会社のフェーズによっては、良いプロダクトを生み出せるチームが良い経営陣とは限らないということです。投資家が「プロダクトを評価しても会社に投資しない」というギャップが生じるのは、こういった組織面をも含めて評価しているからでしょう。

朝倉:そうですね。スタートアップを大きく、シード・アーリー、ミドル、そしてレイターから上場以降にかけてのポストIPO期という3つの区分に分けたときに、それぞれ投資対象として重視される側面は異なります。

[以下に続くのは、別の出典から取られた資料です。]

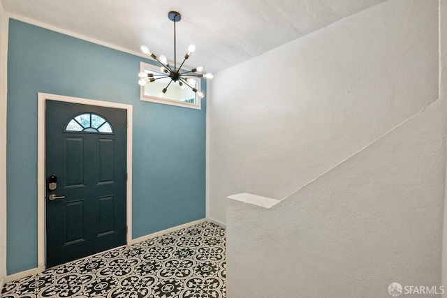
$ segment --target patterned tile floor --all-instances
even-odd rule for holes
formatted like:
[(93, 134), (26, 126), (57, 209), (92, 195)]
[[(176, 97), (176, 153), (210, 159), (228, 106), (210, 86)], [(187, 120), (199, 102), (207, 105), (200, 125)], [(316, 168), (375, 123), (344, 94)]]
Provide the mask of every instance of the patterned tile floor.
[(3, 298), (222, 298), (225, 230), (205, 222), (4, 285)]

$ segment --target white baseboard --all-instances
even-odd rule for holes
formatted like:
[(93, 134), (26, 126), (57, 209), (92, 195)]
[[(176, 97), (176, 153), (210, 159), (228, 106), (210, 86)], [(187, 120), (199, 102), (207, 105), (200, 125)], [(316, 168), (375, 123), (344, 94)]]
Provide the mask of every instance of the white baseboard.
[(143, 241), (149, 240), (152, 238), (158, 237), (159, 236), (164, 235), (165, 234), (170, 233), (171, 232), (177, 231), (179, 230), (184, 229), (185, 228), (189, 228), (191, 225), (198, 225), (199, 223), (202, 223), (205, 221), (207, 221), (206, 218), (200, 219), (198, 221), (191, 221), (191, 223), (185, 223), (184, 225), (177, 225), (177, 227), (171, 228), (170, 229), (163, 230), (163, 231), (157, 232), (153, 234), (149, 234), (146, 236), (143, 236), (140, 238), (136, 238), (132, 239), (131, 243), (129, 245), (133, 245), (135, 243), (142, 242)]
[(11, 275), (7, 275), (3, 278), (4, 283), (11, 282), (13, 281), (17, 281), (17, 279), (23, 278), (24, 277), (30, 276), (38, 273), (41, 273), (45, 271), (45, 266), (41, 266), (36, 268), (30, 269), (29, 270), (22, 271), (22, 272), (16, 273)]
[[(198, 221), (191, 221), (191, 223), (185, 223), (184, 225), (177, 225), (177, 227), (171, 228), (170, 229), (163, 230), (163, 231), (157, 232), (156, 233), (149, 234), (146, 236), (143, 236), (140, 238), (134, 239), (131, 241), (131, 243), (128, 243), (127, 245), (133, 245), (138, 242), (142, 242), (143, 241), (149, 240), (152, 238), (155, 238), (159, 236), (163, 235), (165, 234), (170, 233), (171, 232), (177, 231), (179, 230), (184, 229), (185, 228), (189, 228), (192, 225), (198, 225), (199, 223), (204, 223), (205, 221), (210, 221), (211, 223), (215, 223), (216, 225), (220, 225), (221, 227), (225, 228), (225, 225), (217, 222), (215, 221), (209, 219), (209, 218), (203, 218), (200, 219)], [(117, 248), (112, 248), (111, 250), (117, 249)], [(111, 251), (110, 250), (110, 251)], [(104, 251), (102, 251), (98, 253), (103, 253)], [(91, 257), (89, 256), (89, 257)], [(86, 257), (86, 258), (89, 258)], [(45, 271), (45, 266), (38, 267), (36, 268), (34, 268), (29, 270), (23, 271), (22, 272), (16, 273), (15, 274), (8, 275), (0, 280), (0, 293), (1, 292), (1, 289), (3, 288), (3, 285), (6, 283), (13, 281), (17, 281), (17, 279), (23, 278), (24, 277), (29, 276), (34, 274), (37, 274), (38, 273), (41, 273)]]
[(211, 219), (211, 218), (206, 218), (206, 221), (209, 221), (209, 222), (210, 222), (210, 223), (214, 223), (214, 225), (219, 225), (219, 226), (220, 226), (220, 227), (222, 227), (222, 228), (224, 228), (224, 229), (226, 229), (226, 225), (225, 223), (221, 223), (221, 222), (219, 222), (219, 221), (214, 221), (214, 219)]

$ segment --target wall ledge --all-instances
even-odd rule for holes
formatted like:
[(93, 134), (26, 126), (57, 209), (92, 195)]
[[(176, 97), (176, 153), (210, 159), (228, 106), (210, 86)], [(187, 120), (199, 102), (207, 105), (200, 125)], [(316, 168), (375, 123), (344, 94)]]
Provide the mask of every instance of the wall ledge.
[(228, 197), (230, 200), (243, 202), (247, 204), (254, 204), (263, 208), (270, 209), (280, 201), (270, 198), (261, 197), (251, 193), (238, 193)]

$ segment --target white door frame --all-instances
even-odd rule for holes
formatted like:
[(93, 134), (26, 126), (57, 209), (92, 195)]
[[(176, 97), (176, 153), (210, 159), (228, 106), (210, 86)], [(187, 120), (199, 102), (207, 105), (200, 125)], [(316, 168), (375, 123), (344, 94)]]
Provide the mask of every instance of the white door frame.
[(40, 269), (45, 269), (45, 100), (47, 100), (96, 105), (99, 107), (115, 107), (127, 110), (127, 181), (126, 191), (126, 223), (127, 225), (127, 234), (126, 241), (128, 244), (130, 244), (132, 240), (132, 105), (39, 92), (38, 94), (37, 107), (37, 266)]

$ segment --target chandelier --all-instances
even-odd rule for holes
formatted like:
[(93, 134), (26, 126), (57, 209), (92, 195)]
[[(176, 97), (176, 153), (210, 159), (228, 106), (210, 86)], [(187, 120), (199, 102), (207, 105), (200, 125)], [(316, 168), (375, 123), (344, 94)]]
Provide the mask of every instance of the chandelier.
[(193, 68), (191, 70), (182, 69), (182, 66), (183, 66), (184, 62), (188, 58), (189, 58), (189, 56), (191, 56), (192, 52), (196, 50), (196, 46), (194, 45), (189, 45), (189, 47), (188, 47), (188, 50), (186, 50), (186, 54), (184, 55), (183, 62), (182, 62), (182, 64), (180, 64), (178, 68), (177, 67), (175, 23), (182, 19), (182, 15), (176, 11), (170, 11), (168, 14), (168, 17), (174, 22), (174, 66), (173, 66), (169, 64), (168, 59), (165, 56), (162, 55), (157, 57), (147, 48), (147, 47), (142, 45), (140, 47), (141, 52), (154, 59), (161, 64), (161, 67), (160, 68), (160, 72), (161, 73), (138, 73), (138, 77), (140, 77), (138, 84), (140, 86), (145, 86), (146, 84), (154, 82), (156, 80), (170, 77), (170, 81), (169, 81), (168, 86), (166, 86), (161, 92), (160, 92), (160, 95), (159, 96), (161, 98), (164, 96), (168, 88), (173, 82), (174, 82), (174, 83), (178, 83), (182, 89), (185, 88), (185, 85), (188, 86), (199, 98), (203, 98), (204, 96), (203, 92), (196, 89), (196, 84), (197, 81), (196, 81), (194, 77), (212, 80), (213, 78), (213, 75), (212, 73), (203, 74), (203, 66), (197, 66), (196, 68)]

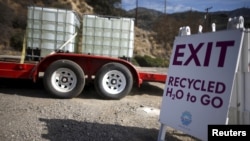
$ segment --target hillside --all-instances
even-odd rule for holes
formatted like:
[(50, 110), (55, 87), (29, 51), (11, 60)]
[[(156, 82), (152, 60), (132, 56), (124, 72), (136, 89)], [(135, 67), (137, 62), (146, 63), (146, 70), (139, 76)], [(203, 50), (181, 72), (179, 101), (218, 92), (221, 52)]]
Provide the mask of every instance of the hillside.
[[(43, 6), (72, 9), (79, 15), (95, 13), (98, 10), (90, 6), (90, 0), (0, 0), (0, 54), (20, 54), (22, 40), (26, 28), (27, 6)], [(91, 1), (92, 2), (92, 1)], [(120, 10), (118, 16), (135, 18), (135, 11)], [(234, 11), (209, 13), (204, 20), (205, 12), (186, 11), (165, 15), (159, 11), (138, 8), (135, 27), (134, 55), (151, 56), (168, 60), (171, 55), (173, 41), (179, 27), (190, 26), (192, 34), (197, 33), (198, 26), (204, 26), (204, 32), (210, 31), (210, 24), (216, 23), (217, 30), (226, 28), (229, 17), (243, 15), (245, 27), (250, 27), (250, 9), (241, 8)], [(100, 13), (96, 13), (100, 14)], [(116, 13), (117, 16), (117, 13)]]

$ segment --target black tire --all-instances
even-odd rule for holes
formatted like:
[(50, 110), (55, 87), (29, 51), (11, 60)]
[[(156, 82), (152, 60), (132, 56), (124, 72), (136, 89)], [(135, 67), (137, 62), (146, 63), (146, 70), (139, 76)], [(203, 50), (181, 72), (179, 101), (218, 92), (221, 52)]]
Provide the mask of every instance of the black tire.
[(101, 97), (118, 100), (130, 93), (133, 77), (126, 66), (120, 63), (108, 63), (97, 72), (94, 85)]
[(45, 71), (45, 89), (58, 98), (73, 98), (81, 94), (85, 77), (82, 68), (70, 60), (53, 62)]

シード・アーリー期では、そもそもプロダクトが存在しなかったり、事業が確立していなかったりするわけですから、経営チームが最大の訴求ポイント。ミドル期では、プロダクトもそれなりに形になっていることを踏まえると、プロダクトの確立度合いや事業の本質的な価値がより着目されることになります。

一方でレイター以降に移ると、先ほど挙げた5つのポイントのように、より総合的に会社の強さが評価されることになります。 いわば、評価の力点がプロダクト・事業から、会社全体に移るということですね。

どんな時期であれ、プロダクトは本質的に重要な構成要素の一つであることは間違いありません。ただ、フェーズが進展するにつれ、投資家が重視するポイントはより総合的に広がっていくということですね。